L'immagine e il titolo catturano l'attenzione del lettore. Passano al sottotitolo, "Più di 40.000 organizzazioni e filiali in tutto il mondo... e ancora in crescita". Al di sotto di questo, i punti elenco trasmettono informazioni importanti sul software. A destra, un modulo raccoglie informazioni sui potenziali clienti e un pulsante dai colori vivaci completa la conversione.
Esempio di cattiva gerarchia visiva
Ecco un esempio di una cattiva gerarchia visiva:

La pagina ha un titolo, un sottotitolo, elenchi puntati e persino un'infografica, quindi cosa c'è che non va?
Bene, le persone leggono da sinistra a destra e poiché il modulo rompe il margine sinistro, il testo inizia dal modulo. Ciò significa che, per quanto riguarda i lettori, questa pagina inizia all'estremità destra di quel modulo. E questo significa che la parte più critica di questa pagina - il modulo e l'invito all'azione - si perde completamente.
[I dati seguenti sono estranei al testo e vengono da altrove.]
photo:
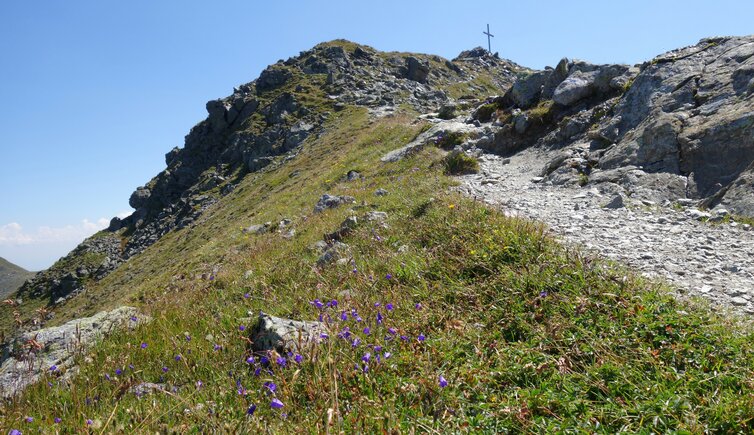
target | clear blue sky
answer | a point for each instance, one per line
(94, 93)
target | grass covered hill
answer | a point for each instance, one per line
(443, 315)
(11, 277)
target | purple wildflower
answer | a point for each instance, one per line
(443, 383)
(271, 386)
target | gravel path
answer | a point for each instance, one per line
(698, 258)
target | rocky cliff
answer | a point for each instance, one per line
(264, 123)
(680, 126)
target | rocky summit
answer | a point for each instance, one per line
(373, 241)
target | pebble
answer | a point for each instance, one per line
(693, 256)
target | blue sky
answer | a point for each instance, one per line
(94, 93)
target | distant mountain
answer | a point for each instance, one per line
(11, 277)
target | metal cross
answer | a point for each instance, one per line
(489, 35)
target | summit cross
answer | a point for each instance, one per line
(489, 35)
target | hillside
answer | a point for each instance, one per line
(11, 277)
(326, 191)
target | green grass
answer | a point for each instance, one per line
(531, 336)
(458, 163)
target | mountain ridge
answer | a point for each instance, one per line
(432, 309)
(12, 277)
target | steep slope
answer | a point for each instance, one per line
(262, 123)
(437, 312)
(680, 126)
(11, 277)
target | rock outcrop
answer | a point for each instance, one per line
(680, 125)
(51, 351)
(261, 124)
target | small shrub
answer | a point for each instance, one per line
(458, 163)
(450, 139)
(484, 112)
(542, 113)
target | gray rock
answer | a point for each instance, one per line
(447, 111)
(526, 92)
(332, 201)
(417, 70)
(273, 77)
(615, 203)
(140, 197)
(284, 335)
(376, 216)
(60, 344)
(333, 252)
(575, 87)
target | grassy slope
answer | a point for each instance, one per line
(529, 335)
(11, 277)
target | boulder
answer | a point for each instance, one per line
(575, 87)
(273, 77)
(59, 346)
(332, 201)
(140, 197)
(284, 335)
(526, 92)
(417, 70)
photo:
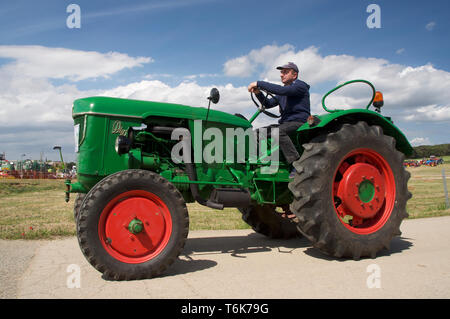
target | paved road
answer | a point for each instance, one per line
(242, 264)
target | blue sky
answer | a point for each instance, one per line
(189, 46)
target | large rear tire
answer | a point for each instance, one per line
(350, 191)
(132, 225)
(76, 206)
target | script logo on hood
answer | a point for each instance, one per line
(118, 129)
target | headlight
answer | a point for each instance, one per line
(122, 145)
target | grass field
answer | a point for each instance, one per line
(35, 209)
I visitatori leggeranno il sottotitolo, i punti elenco e daranno un'occhiata all'infografica a destra perché è nel loro campo visivo. Tuttavia, anche con l'aiuto di quell'aiuto visivo, è innaturale per i lettori guardare il modulo a sinistra quando il resto del contenuto è a destra.
Ecco una homepage che crea una buona gerarchia visiva (clicca qui per vedere la homepage completa):

Un'immagine e un titolo attirano l'attenzione del lettore, quindi diversi sottotitoli con contenuto puntato descrivono brevemente i vantaggi del servizio. Quindi, una testimonianza video parla del potere di Upwork. E al di sotto di questo, un invito all'azione invita il visitatore a unirsi alla piattaforma.
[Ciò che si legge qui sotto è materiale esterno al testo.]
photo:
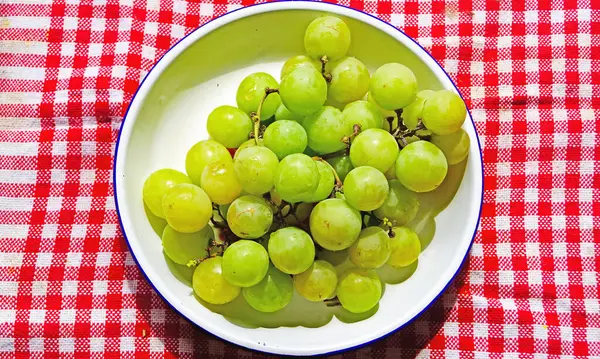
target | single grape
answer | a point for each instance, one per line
(393, 86)
(327, 36)
(200, 155)
(421, 166)
(365, 188)
(326, 183)
(444, 112)
(325, 130)
(371, 250)
(405, 247)
(318, 282)
(349, 80)
(249, 217)
(291, 250)
(210, 285)
(252, 91)
(298, 61)
(220, 182)
(255, 168)
(400, 205)
(374, 147)
(183, 247)
(187, 208)
(359, 290)
(229, 126)
(272, 293)
(334, 224)
(454, 146)
(285, 137)
(342, 165)
(157, 184)
(245, 263)
(296, 177)
(303, 91)
(363, 113)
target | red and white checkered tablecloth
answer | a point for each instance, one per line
(530, 71)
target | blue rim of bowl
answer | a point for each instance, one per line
(460, 267)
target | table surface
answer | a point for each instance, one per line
(530, 72)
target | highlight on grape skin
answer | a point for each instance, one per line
(328, 156)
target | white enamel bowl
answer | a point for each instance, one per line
(168, 115)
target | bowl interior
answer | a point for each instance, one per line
(168, 116)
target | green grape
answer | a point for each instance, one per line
(200, 155)
(349, 80)
(363, 113)
(298, 61)
(229, 126)
(454, 146)
(252, 91)
(296, 177)
(400, 205)
(326, 183)
(371, 250)
(285, 137)
(210, 285)
(291, 250)
(342, 165)
(187, 208)
(249, 217)
(374, 147)
(393, 86)
(365, 188)
(220, 182)
(184, 247)
(444, 112)
(405, 247)
(334, 224)
(421, 166)
(245, 263)
(255, 168)
(157, 184)
(318, 282)
(412, 113)
(325, 130)
(327, 36)
(359, 290)
(272, 293)
(303, 91)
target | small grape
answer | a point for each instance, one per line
(365, 188)
(209, 284)
(371, 250)
(220, 182)
(374, 147)
(405, 247)
(187, 208)
(285, 137)
(318, 282)
(400, 205)
(421, 166)
(444, 112)
(249, 217)
(393, 86)
(245, 263)
(334, 224)
(359, 290)
(157, 184)
(272, 293)
(291, 250)
(252, 91)
(229, 126)
(349, 80)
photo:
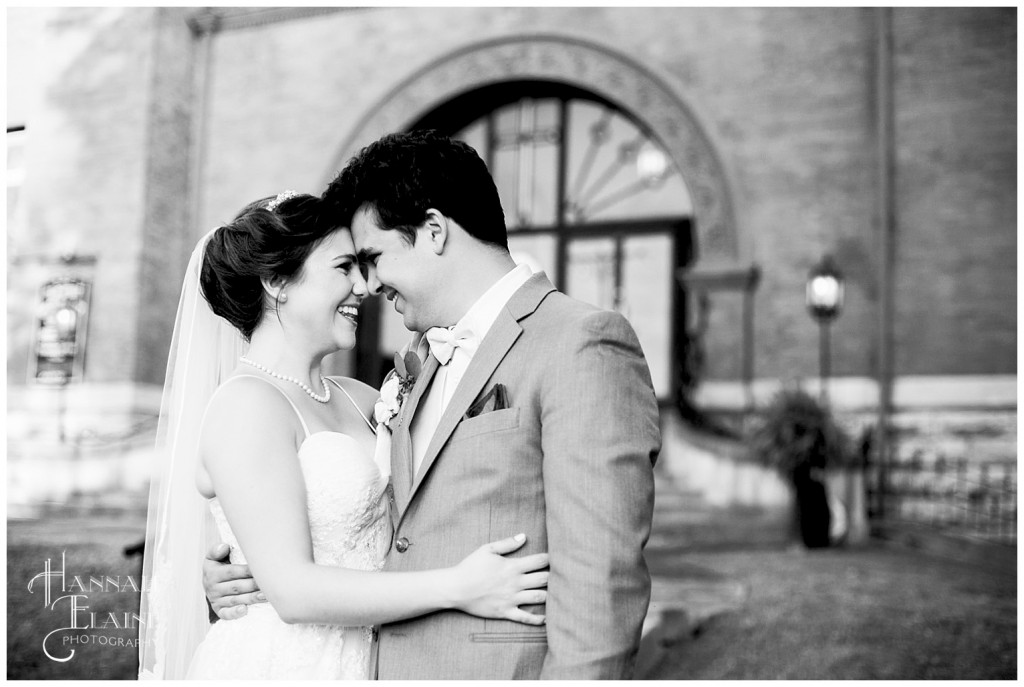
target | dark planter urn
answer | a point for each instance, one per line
(813, 517)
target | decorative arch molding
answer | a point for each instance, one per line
(588, 66)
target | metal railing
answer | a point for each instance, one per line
(968, 498)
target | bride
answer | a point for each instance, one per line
(279, 462)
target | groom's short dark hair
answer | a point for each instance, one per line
(402, 175)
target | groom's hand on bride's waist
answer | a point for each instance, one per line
(230, 589)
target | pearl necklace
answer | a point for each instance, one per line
(320, 399)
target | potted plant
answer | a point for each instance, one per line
(799, 437)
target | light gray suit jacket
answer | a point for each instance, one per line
(568, 463)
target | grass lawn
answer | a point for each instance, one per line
(853, 614)
(92, 548)
(863, 613)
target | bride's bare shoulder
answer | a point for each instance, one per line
(248, 406)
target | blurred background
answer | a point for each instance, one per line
(808, 215)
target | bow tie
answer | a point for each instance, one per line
(443, 341)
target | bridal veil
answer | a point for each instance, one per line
(204, 351)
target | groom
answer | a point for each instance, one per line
(532, 413)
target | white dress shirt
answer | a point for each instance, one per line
(478, 319)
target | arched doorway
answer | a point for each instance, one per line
(450, 91)
(590, 197)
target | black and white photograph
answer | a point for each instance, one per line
(511, 342)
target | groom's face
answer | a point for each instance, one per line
(403, 272)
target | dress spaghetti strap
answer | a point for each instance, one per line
(291, 402)
(354, 404)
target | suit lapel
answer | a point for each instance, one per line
(498, 342)
(401, 448)
(496, 345)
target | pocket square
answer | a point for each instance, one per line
(496, 399)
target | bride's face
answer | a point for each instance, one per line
(324, 298)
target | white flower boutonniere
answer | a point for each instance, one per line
(396, 386)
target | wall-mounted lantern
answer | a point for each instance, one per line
(824, 301)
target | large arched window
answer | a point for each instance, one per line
(590, 197)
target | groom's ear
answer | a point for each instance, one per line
(272, 287)
(437, 228)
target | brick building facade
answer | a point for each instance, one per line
(144, 127)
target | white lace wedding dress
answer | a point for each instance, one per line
(350, 526)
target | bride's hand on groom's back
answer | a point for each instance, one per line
(487, 584)
(230, 589)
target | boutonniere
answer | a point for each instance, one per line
(396, 386)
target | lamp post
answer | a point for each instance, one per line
(824, 300)
(66, 321)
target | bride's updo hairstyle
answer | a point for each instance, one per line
(269, 239)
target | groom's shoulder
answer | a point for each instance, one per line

Ecco un esempio di una cattiva gerarchia visiva della home page (fai clic qui per vedere la home page completa):

A prima vista, questa homepage sembra seguire le regole di una buona gerarchia. Un'immagine con un titolo sovrapposto attira l'attenzione del visitatore; quindi, un sottotitolo introduce alcune icone puntate. Al di sotto di questo, l'azienda mette in mostra premi e clienti importanti. Ma poi, sotto?
Niente. L'utente deve scorrere verso l'alto o cercare nel piè di pagina del sito Web per eseguire il passaggio successivo. Ogni elemento della tua pagina dovrebbe guidare il tuo visitatore all'ingresso della tua canalizzazione di marketing. Dovrebbe esserci un CTA alla fine di questa pagina.
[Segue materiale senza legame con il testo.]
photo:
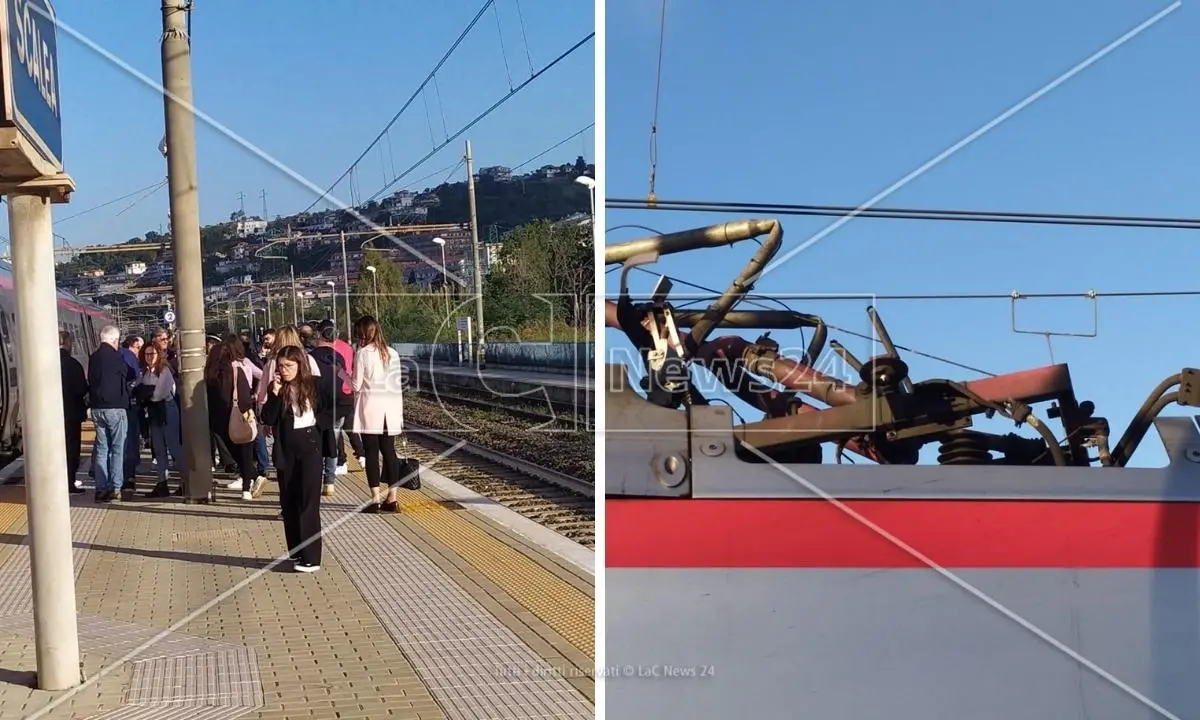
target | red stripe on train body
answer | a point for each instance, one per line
(815, 533)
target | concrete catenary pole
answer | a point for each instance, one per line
(478, 268)
(57, 636)
(346, 286)
(185, 233)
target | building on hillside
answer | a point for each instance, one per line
(497, 173)
(250, 227)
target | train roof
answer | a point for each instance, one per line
(66, 298)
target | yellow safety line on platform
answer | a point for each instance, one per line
(558, 604)
(12, 508)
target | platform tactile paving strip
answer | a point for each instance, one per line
(227, 678)
(16, 592)
(472, 663)
(564, 609)
(225, 682)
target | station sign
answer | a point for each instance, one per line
(31, 107)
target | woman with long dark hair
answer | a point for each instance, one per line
(226, 379)
(378, 411)
(157, 390)
(298, 408)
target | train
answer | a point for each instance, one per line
(77, 316)
(745, 573)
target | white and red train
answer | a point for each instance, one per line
(77, 316)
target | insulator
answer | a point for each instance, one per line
(964, 449)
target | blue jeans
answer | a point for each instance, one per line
(132, 443)
(112, 427)
(166, 439)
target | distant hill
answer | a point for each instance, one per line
(547, 193)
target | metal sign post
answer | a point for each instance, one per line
(463, 325)
(31, 177)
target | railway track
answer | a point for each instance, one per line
(547, 497)
(534, 411)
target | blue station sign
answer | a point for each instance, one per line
(30, 57)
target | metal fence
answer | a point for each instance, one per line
(552, 357)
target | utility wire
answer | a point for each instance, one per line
(767, 303)
(408, 102)
(1186, 223)
(114, 201)
(763, 300)
(658, 94)
(1013, 295)
(485, 113)
(556, 145)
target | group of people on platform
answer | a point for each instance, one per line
(292, 405)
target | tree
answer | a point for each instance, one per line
(407, 311)
(544, 280)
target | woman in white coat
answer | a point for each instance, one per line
(378, 411)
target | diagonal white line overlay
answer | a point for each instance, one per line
(975, 136)
(966, 586)
(203, 609)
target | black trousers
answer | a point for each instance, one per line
(243, 455)
(299, 475)
(376, 447)
(75, 449)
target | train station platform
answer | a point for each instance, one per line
(187, 611)
(559, 388)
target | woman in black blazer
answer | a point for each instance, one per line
(299, 409)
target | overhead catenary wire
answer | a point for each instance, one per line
(767, 303)
(658, 95)
(419, 90)
(1128, 221)
(114, 201)
(491, 109)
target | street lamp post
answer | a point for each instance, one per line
(292, 269)
(375, 280)
(333, 300)
(591, 184)
(445, 275)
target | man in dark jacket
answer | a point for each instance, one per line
(333, 370)
(75, 407)
(109, 378)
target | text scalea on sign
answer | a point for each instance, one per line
(35, 55)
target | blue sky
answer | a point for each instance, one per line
(832, 102)
(311, 84)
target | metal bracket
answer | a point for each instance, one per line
(1096, 318)
(57, 187)
(646, 445)
(653, 451)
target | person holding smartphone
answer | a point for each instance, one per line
(299, 409)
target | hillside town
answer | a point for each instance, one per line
(315, 256)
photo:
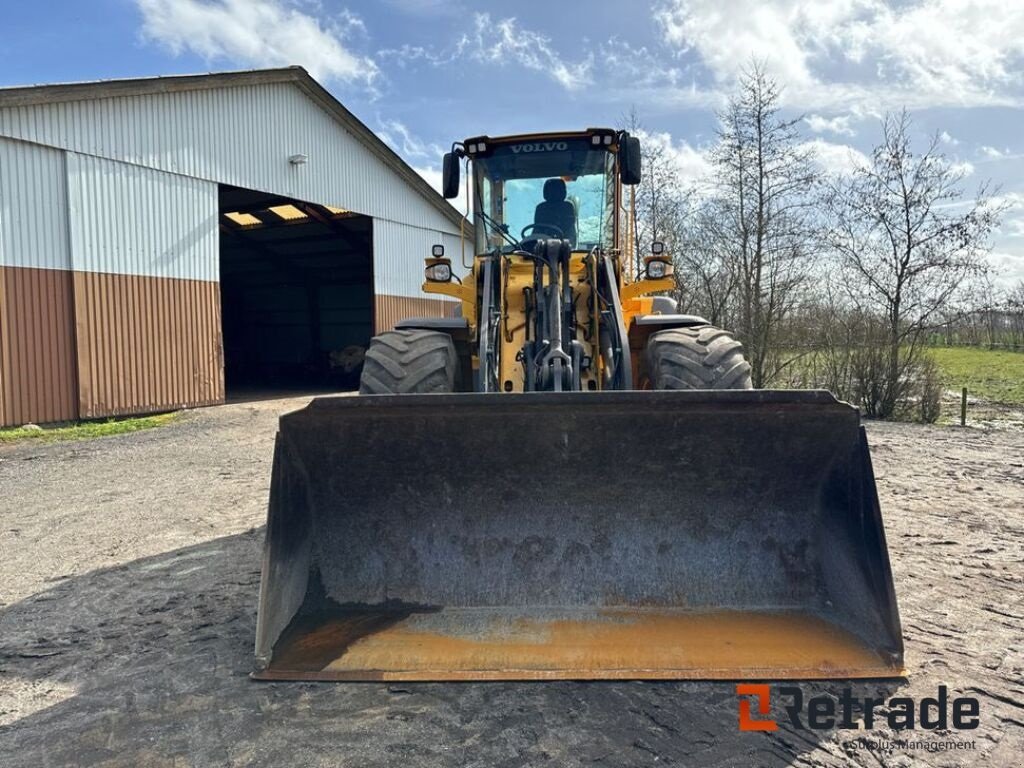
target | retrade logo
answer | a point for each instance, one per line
(825, 712)
(763, 694)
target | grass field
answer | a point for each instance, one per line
(87, 429)
(989, 374)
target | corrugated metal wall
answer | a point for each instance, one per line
(389, 309)
(131, 220)
(398, 254)
(241, 136)
(38, 380)
(131, 208)
(37, 341)
(144, 251)
(146, 343)
(33, 207)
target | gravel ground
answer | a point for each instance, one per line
(130, 569)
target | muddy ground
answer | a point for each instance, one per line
(129, 568)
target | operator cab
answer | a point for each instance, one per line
(532, 187)
(556, 216)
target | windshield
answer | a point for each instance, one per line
(562, 188)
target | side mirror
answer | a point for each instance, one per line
(629, 160)
(450, 175)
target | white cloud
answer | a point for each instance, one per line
(963, 167)
(839, 125)
(835, 159)
(860, 52)
(399, 138)
(259, 33)
(504, 40)
(692, 164)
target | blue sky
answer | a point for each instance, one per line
(423, 73)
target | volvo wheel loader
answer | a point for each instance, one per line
(567, 478)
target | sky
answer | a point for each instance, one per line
(425, 73)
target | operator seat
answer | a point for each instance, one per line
(556, 211)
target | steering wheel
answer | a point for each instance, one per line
(550, 228)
Le home page dei siti web e le pagine di destinazione hanno più cose in comune di quanto pensi
Tutto questo parlare delle home page dei siti Web rispetto alle pagine di destinazione post clic potrebbe farti pensare che siano due animali completamente diversi. In un certo senso, lo sono certamente. Ma in fondo sono uguali.
La creazione di landing page post clic non è mai stata così facile, fino ad ora. Quindi, registrati oggi per una demo di Instapage Enterprise.